Sorry there was no wip but hopefully the pics should be easy to understand. This is what i came up with- 






First thing i did was butcher the makita torch that came with the cordless set. Then using one of the dead dewalt batteries, carefully butchered that so the torch base would fit inside. 




hopefully you can just about make out the torch base in the picture






Last job was to connect the wires up, fill with body filler/fibreglass stuff and spray. It doesn't look as nice and bright as it did when i made it, but its still working fine and has meant i haven't had to buy any other replacement batteries or new cordless tools. 

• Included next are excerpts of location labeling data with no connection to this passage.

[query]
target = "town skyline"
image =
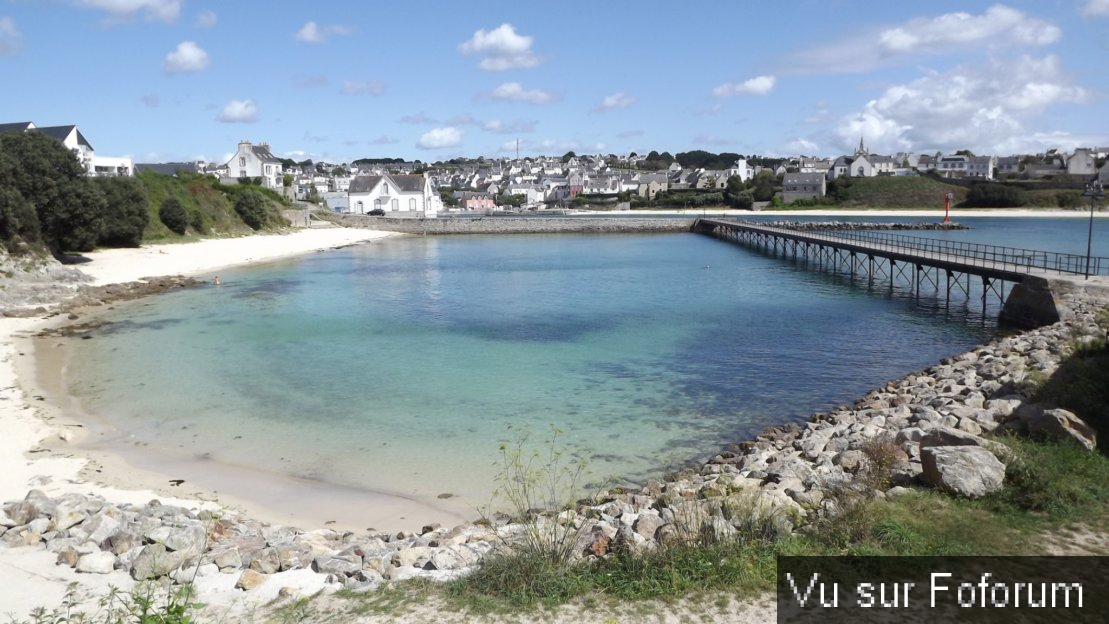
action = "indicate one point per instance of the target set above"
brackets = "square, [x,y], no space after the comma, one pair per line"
[182,80]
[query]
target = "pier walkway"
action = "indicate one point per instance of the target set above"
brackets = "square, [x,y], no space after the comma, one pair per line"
[935,265]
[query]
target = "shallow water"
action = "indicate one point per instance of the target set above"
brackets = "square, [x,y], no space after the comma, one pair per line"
[400,366]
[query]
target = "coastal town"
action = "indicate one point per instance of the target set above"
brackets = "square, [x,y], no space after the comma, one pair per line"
[411,188]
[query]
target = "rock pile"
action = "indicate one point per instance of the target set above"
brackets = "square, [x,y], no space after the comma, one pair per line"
[845,225]
[923,430]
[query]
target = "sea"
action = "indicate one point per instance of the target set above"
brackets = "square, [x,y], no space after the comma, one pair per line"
[413,365]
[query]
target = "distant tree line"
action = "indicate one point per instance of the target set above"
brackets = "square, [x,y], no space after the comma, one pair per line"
[48,202]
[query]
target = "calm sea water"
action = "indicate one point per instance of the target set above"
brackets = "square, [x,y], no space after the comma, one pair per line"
[400,366]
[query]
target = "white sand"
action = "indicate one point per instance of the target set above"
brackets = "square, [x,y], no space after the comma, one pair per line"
[113,266]
[30,576]
[938,214]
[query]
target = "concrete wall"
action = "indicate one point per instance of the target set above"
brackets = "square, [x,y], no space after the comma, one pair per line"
[517,225]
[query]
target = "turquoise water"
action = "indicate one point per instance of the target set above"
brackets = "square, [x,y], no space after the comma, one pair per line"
[400,366]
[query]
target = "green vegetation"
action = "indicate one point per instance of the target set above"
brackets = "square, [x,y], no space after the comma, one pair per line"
[173,215]
[48,202]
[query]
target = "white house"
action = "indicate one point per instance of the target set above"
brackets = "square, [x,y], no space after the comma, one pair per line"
[256,161]
[397,195]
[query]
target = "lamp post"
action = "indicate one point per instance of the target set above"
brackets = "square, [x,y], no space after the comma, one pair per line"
[1095,192]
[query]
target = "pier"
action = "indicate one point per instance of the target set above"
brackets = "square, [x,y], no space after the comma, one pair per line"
[1025,283]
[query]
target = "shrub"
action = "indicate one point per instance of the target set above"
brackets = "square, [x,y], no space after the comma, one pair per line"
[251,207]
[125,214]
[988,195]
[18,220]
[173,215]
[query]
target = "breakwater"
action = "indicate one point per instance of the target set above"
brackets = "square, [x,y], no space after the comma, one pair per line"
[518,225]
[926,429]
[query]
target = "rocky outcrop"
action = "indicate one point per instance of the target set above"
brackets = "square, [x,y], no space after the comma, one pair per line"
[923,430]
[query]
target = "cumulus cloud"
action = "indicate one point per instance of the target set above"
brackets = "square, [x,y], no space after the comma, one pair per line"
[10,38]
[802,146]
[987,108]
[440,139]
[206,19]
[1096,8]
[998,26]
[758,85]
[502,48]
[614,101]
[312,32]
[162,10]
[362,88]
[416,119]
[240,111]
[515,126]
[187,57]
[515,92]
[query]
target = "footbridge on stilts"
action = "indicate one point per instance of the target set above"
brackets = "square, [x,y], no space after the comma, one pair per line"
[935,267]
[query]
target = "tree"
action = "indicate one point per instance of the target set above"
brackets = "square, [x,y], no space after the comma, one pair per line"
[251,207]
[125,214]
[18,221]
[173,215]
[42,171]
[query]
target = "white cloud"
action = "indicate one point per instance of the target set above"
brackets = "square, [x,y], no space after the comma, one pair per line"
[515,126]
[206,19]
[758,85]
[512,91]
[864,51]
[312,32]
[10,38]
[1096,8]
[440,139]
[240,111]
[802,146]
[362,88]
[987,108]
[416,119]
[504,49]
[162,10]
[614,101]
[187,57]
[713,140]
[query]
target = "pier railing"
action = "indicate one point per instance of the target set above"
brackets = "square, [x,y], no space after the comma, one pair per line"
[996,256]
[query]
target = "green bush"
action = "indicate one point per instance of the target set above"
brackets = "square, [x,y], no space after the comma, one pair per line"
[18,220]
[173,215]
[987,195]
[125,214]
[252,208]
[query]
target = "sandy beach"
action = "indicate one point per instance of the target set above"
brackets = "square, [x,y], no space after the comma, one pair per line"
[30,425]
[937,214]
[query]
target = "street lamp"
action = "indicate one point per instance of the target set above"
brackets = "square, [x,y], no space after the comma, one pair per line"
[1095,192]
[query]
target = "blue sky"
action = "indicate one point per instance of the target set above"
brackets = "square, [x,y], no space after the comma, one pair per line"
[163,80]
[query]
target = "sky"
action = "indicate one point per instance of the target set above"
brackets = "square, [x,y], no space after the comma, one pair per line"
[182,80]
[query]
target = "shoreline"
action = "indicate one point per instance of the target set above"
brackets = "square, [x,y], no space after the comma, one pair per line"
[924,213]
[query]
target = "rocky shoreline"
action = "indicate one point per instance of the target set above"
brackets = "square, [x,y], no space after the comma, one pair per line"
[923,431]
[850,226]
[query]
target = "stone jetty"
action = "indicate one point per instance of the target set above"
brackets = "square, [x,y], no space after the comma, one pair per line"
[925,430]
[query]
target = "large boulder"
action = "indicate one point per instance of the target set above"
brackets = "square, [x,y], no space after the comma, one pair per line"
[1061,425]
[966,471]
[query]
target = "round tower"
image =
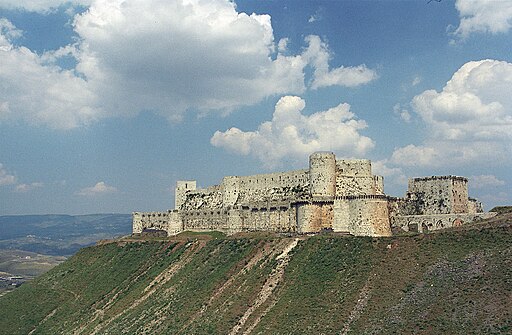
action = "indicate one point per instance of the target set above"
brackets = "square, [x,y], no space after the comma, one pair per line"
[322,175]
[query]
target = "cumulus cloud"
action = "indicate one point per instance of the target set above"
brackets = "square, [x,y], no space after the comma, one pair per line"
[291,134]
[402,112]
[317,54]
[98,189]
[486,16]
[40,6]
[169,57]
[38,92]
[23,188]
[5,177]
[484,181]
[469,121]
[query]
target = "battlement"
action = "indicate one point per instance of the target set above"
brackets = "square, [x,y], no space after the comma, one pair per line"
[441,178]
[338,194]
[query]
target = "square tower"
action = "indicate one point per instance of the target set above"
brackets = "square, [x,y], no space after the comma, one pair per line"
[440,194]
[182,187]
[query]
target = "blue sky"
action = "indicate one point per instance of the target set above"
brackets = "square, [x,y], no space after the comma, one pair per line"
[104,105]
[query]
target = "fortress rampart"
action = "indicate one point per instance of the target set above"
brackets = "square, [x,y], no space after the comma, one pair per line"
[339,195]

I'm holding out for makita to bring out a decent Lion cordless planer. Failing that, might have to butcher a faulty Bosch battery and buy there planer on its own. Anyone got a dodgy bosch battery they want to get rid ? :wink:


----------



## bodgermatic (5 Jan 2010)

Ingenious! A questionable use of time, but exactly the sort of thing I'd do


----------



## Alf (5 Jan 2010)

As we're in hand tools, can I ask about the front knob on your plane? Your own replacement design? Pros and cons?


----------



## Digit (5 Jan 2010)

Is anybody here like me and dislikes the way Lion batteries just stop rather than lose power?

Roy.


----------



## ColeyS1 (5 Jan 2010)

Alf, i'm afraid i cant take credit for the plane knob and handle. I managed to bust mine years ago and looked on ebay for a replacement wooden one. I saw the zebora one (think a chap from Poland was making them) and thought id buy it. .This is a little lower and wider then the usual factory made ones, and it fits ideal :wink: 





I asked if he had any others for sale-the answer was no so i asked him to surprise me by making another one of his own choice. 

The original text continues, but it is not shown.